There are detectable signals (Hired security, Russians within a non-Russian crew), but only if you have access to the crew manifests, which aren’t usually readily available in open source data. Furthermore, accessing this type of data for shadow fleet vessels proves to be a significantly different problem than looking at a container ship out of Canada.
The gap isn’t that OSINT and maritime analysts aren’t looking for crew lists; it’s that access to this data, alongside deliberate adversarial obfuscation, makes collection nearly impossible.
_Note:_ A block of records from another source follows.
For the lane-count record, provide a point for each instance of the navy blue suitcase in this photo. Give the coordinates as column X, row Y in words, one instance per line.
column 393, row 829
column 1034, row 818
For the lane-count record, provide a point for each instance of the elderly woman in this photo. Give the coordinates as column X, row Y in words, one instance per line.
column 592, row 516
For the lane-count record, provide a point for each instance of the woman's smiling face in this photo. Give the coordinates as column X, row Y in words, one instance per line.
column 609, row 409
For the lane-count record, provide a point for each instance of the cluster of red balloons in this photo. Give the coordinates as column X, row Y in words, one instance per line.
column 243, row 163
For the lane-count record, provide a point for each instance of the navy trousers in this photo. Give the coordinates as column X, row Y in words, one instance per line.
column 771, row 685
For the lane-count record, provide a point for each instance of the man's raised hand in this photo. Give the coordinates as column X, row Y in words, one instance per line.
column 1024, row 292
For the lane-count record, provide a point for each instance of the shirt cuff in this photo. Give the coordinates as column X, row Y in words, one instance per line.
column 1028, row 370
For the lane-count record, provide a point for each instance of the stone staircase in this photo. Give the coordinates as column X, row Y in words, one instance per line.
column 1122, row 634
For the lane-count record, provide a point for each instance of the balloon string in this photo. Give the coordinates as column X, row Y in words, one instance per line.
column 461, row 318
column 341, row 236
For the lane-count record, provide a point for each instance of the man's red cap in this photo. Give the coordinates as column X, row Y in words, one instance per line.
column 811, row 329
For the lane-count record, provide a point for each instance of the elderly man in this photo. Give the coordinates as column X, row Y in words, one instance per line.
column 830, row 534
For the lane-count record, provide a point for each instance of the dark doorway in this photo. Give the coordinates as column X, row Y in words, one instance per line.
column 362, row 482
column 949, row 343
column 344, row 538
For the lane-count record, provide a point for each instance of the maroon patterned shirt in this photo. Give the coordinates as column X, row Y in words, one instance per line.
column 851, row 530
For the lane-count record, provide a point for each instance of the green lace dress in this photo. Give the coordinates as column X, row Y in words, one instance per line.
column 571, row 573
As it stands, we are only collecting on the ships, rarely the people.
So, What’s the Solution?
Well, there isn’t an easy solution. OSINT analysts (at least those without government sources) tend to struggle with HUMINT. But there are a few things we can try:
Maritime Job: employment history
Linkedin: vessel names in work history
Local News: arrests, crew changes, and emergencies will often be covered
Court Records: maritime incidents might name crew
Detained vessel reporting: Track crew names and cross-check against other vessels
Social Media: Crew members post photos and mention vessel names
Equasis: Look for inspection details with crew information
Shipping Agent Websites: Sometimes list vessels they service or crew changes
Google Dorks: Try search “IMO number” and “crew” or “captain
I can’t promise any of these will give you full and current crew manifests, but the bits and pieces over time can sometimes reveal a network. Finding vessels based on behaviors and patterns is working, but if we are only ever asking “where is the ship” and never asking “who is on the ship” we are missing a big chunk of the full picture.